Parmi les témoignages que nous avons reçus, nombre d’entre-eux évoquent les débats, ces moments médiatiques importants, lors desquels chaque candidat s’est révélé. Chloé, Léa et Timéo par exemple, retiendront la passe d’armes entre Phillippe Poutou d’un côté et François Fillon et Marine Le Pen de l’autre. Le candidat du Nouveau Parti Anticapitaliste a choisi d’évoquer les affaires lors de l’ouverture du débat, rappelant à la candidate Front National que les ouvriers n’avaient pas “d’immunité ouvrière”. D’autres, comme Chloé et Leila ont ri devant les regards échangés par d’autres candidats, comme ça a été le cas entre Jean-Luc Mélenchon et Marine Le Pen au débat à cinq sur TF1.

Pour ce qui est des faits de campagne, la conclusion du discours d’Emmanuel Macron le 10 décembre Porte de Versailles, lorsqu’il a crié qu’il fallait aller faire gagner son “projet”, a été un événement marquant pour Lucie et Théo, sans oublier que cette “envolée” a été parodiée à de nombreuses reprises sur internet.

Beaucoup d’élèves nous ont aussi parlé des affaires, qui ont rendu la campagne différente. Que ce soient les soupçons du “Pénélope-gate” ou encore ceux des emplois fictifs du Front National au parlement européen. “C’est ce type d’événements qui a pollué la campagne” déclarait Tom, élève de seconde, ce qui a été répété par d’autres, comme Marie, Élise ou Julie.

Les résultats du premier tour ont été très inattendus, et les lycéens l’ont également fait remarquer. Avoir quatre candidats dans un mouchoir de poche était inédit dans l’histoire des présidentielles. Le résultat, où les deux partis qui ont dirigé la France ces cinquante dernières années se retrouvent écartés du second tour, remplacés par un parti créé un an plus tôt et par l’extrême droite, ont intrigué, voire choqué de nombreux élèves.
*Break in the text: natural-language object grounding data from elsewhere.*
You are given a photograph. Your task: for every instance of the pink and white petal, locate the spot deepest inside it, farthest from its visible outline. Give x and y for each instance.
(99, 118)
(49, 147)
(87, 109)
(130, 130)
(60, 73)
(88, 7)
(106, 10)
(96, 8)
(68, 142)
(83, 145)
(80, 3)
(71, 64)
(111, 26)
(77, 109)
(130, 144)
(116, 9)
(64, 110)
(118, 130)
Parmi les candidats qui ont marqué, Jean Lassalle sort largement en tête ! Un tiers des témoignages l’atteste. Le candidat qui a eu affaire “aux ours, aux loups et aux cavernes” lorsqu’on lui demande sa position sur le plan international, a apporté de la légèreté dans une campagne polluée par les affaires. Beaucoup se demandent comment il a réussi à recueillir les 500 signatures pour se présenter, mais se questionnent également sur l’image qu’il a reflétée des Pyrénéens. Notamment par le biais de Quotidien avec Yann Barthès, émission qui a dévoilé ses « salsifis » (comprenez selfies) avec ses fans, à qui il donnait son numéro de téléphone portable, le tout en étant suivi par… un troubadour. Jean Lassalle n’a vraiment laissé personne indifférent !
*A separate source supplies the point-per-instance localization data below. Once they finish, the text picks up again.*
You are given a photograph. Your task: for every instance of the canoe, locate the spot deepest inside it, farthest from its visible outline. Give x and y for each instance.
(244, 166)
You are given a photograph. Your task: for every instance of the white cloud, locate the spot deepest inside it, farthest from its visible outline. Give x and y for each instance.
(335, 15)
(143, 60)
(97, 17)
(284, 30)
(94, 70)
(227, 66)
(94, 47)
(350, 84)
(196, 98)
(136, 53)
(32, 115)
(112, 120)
Les candidats marquants sont finalement des choix assez personnels, car chaque lycéen a été frappé différemment. Certains notent la montée impressionnante d’Emmanuel Macron, de la création de En Marche en avril 2015 à son arrivée au second tour de l’élection présidentielle. D’autres ont été intrigués par la résistance de François Fillon face aux cadres de Les Républicains et aux soupçons d’emplois fictifs. Jean-Luc Mélenchon, candidat de La France insoumise a aussi été très remarqué “Je suis étonné de voir qu’il est monté si haut” déclarait Alice, élève en filière scientifique, “je n’adhère pas à ses propos, mais je pense que c’est lui qui a fait la meilleure campagne” a ajouté Pierre, élève de première ES.
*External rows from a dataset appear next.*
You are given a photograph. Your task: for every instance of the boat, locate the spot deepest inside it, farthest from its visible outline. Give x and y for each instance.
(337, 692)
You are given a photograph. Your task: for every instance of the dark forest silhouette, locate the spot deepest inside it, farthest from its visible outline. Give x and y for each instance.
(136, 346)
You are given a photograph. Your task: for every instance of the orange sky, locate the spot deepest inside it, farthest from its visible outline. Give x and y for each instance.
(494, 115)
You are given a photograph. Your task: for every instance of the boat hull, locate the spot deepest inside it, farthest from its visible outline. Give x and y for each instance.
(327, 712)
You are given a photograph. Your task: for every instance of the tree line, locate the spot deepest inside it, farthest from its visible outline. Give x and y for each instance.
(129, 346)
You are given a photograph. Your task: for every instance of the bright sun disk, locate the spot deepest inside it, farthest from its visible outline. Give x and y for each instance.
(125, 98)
Enfin comment ne pas évoquer ceux qui ont été appelés “les petits candidats” pendant près d’un mois. Noémie retiendra par exemple le score de Jacques Cheminade, qui a obtenu 0,18% des voix. Nathalie Arthaud et Philippe Poutou ont aussi été cités pour leur présence importante lors du débat à onze, début avril.

Enfin nous avons demandé aux lycéens un mot pour décrire la campagne, qui était en quelque sorte leur première. Ce qui est impressionnant, c’est de voir qu’aucun n’est mélioratif.